The angel told Smith that the authentic Christian church had vanished from the world and it was Smith’s job to bring it back. He was instructed to dig into a hillside near Manchester, New York, where he would find holy books inscribed on gold plates. In 1827, according to Smith, he uncovered the plates in a large stone box. They were written in a hitherto unknown language, “reformed Egyptian,” and Smith was able to complete what he claimed was a translation, which was published in 1830 as the Book of Mormon.

According to the story related in the Book of Mormon, the ancient Hebrews of the Old Testament had migrated to North America thousands of years before by sailing across the Pacific Ocean.
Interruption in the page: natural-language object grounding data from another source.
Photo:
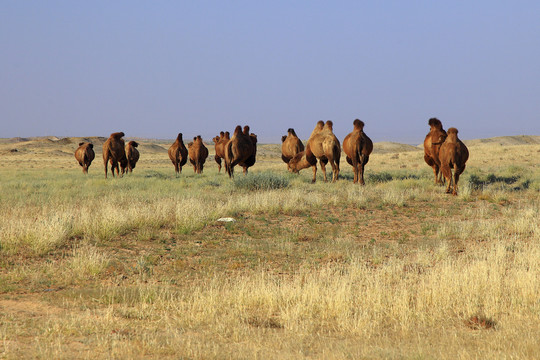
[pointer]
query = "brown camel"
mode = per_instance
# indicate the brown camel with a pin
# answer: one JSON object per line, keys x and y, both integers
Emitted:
{"x": 114, "y": 151}
{"x": 132, "y": 156}
{"x": 197, "y": 154}
{"x": 357, "y": 146}
{"x": 322, "y": 145}
{"x": 291, "y": 145}
{"x": 221, "y": 141}
{"x": 239, "y": 150}
{"x": 432, "y": 145}
{"x": 453, "y": 154}
{"x": 178, "y": 154}
{"x": 85, "y": 155}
Although their society and language had been destroyed, their descendants lived on as the Native Americans.

Smith officially organized the church on April 6, 1830. However, the Mormons were immediately regarded with suspicion, Smith’s gold plates were widely derided, and he was even tarred and feathered by a mob in 1832. The Mormons eventually fled to Ohio and Missouri to avoid persecution and finally moved to the town of Commerce, Illinois, which Smith renamed Nauvoo.
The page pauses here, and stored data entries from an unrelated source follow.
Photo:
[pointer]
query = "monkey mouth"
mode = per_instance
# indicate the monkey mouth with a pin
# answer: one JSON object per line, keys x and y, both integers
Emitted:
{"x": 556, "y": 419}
By the time he settled in Nauvoo, Smith had nearly 20,000 followers. He set himself up with near-dictatorial powers in the town, formed a militia, and shut down a newspaper, the Nauvoo Expositor, that opposed him. The closure of the newspaper provoked protests, and when Smith called out the city’s militia to protect Nauvoo, he was arrested by the Illinois authorities and charged with treason. While awaiting trial, he was killed by an angry mob on June 27, 1844.

ADDITIONAL FACTS

  1. Only 5,000 first-edition copies of Smith’s Book of Mormon were printed; one copy sold at auction in 2007 for $105,600.
  2. After Smith’s death, many of his followers departed for Utah. The territory tried to join the United States in 1849, but was refused because congressional leaders were opposed to the Mormon practice of polygamy. Church leaders banned plural marriage in 1890, and Utah was finally admitted to the Union as the forty-fifth state in 1896.
  3. Smith married his first wife, Emma Hale (1804–1879), in 1827. After founding Mormonism, he wed dozens more women—as many as thirty-four, by some estimates.